Spyros Motsenigos Σπύρος Μοτσενίγος

Personal information
- Born: January 1, 1992 (age 33) Maroussi, Athens, Greece
- Nationality: Greek
- Listed height: 6 ft 4.5 in (1.94 m)
- Listed weight: 210 lb (95 kg)

Career information
- Playing career: 2011–present
- Position: Point guard / shooting guard

Career history
- 2011–2012: Rethymno
- 2012–2015: Panionios
- 2015–2016: Pagrati
- 2016–2018: Holargos
- 2018–2019: Diagoras Dryopideon
- 2019–2020: Eleftheroupoli Kavalas
- 2020–2021: Charilaos Trikoupis
- 2021–2024: Milon

Career highlights
- Greek A2 Elite League champion (2024);

= Spyros Motsenigos =

Greek basketball player

Spyridon "Spyros" Motsenigos (alternate spelling: Spiridon, Spiros) (Σπυρίδων "Σπύρος" Μοτσενίγος; born January 1, 1992) is a Greek professional basketball player. He is 1.94 m (6 ft 4 in) tall, and he plays at the point guard and shooting guard positions.

==Professional career==
Motsenigos began his professional career in the Greek Basket League with Rethymno, in 2011. He moved to Panionios in 2012. After that, he played with the Greek clubs Pagrati, Holargos, Diagoras Dryopideon, and Eleftheroupoli Kavalas.

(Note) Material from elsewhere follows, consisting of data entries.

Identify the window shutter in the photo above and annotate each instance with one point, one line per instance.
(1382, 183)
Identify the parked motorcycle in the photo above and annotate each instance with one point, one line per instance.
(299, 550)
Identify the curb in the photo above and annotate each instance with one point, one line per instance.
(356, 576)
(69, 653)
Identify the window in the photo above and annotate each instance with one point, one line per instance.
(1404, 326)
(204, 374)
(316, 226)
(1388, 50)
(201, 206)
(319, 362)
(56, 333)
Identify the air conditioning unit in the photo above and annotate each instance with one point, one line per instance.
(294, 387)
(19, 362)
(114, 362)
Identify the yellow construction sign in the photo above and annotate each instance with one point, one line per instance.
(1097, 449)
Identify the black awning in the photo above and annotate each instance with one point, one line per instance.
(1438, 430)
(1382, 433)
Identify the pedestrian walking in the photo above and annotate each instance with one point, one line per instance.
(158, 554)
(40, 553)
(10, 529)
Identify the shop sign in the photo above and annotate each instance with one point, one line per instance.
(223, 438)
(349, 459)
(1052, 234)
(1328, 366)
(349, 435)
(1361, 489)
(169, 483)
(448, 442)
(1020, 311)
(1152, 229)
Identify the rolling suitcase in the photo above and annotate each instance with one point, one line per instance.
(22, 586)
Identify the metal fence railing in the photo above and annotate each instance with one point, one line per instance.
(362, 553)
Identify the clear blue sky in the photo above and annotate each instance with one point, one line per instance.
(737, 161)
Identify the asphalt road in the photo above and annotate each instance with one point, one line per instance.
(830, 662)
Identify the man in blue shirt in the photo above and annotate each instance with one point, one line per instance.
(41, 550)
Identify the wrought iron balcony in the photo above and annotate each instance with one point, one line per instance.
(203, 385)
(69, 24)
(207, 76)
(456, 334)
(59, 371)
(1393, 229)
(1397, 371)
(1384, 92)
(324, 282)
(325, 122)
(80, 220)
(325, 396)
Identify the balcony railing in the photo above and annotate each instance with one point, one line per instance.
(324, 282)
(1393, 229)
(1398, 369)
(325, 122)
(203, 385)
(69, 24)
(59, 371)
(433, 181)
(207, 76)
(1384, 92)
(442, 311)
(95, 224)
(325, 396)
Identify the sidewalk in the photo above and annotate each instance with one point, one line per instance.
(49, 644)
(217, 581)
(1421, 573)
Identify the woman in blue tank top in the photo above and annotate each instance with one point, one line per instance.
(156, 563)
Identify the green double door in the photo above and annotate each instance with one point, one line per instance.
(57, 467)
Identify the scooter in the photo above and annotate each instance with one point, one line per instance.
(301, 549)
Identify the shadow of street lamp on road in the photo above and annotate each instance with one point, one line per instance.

He joined the Greek club Charilaos Trikoupis, in 2020.

In June 2021, Motsenigos joined the historic Nea Smyrni club Milon B.C.

==National team career==
With the junior national teams of Greece, Mostenigos played at the following tournaments: the 2008 FIBA Europe Under-16 Championship, the 2009 FIBA Europe Under-18 Championship, the 2010 FIBA Europe Under-18 Championship, the 2011 FIBA Europe Under-20 Championship, and the 2012 FIBA Europe Under-20 Championship.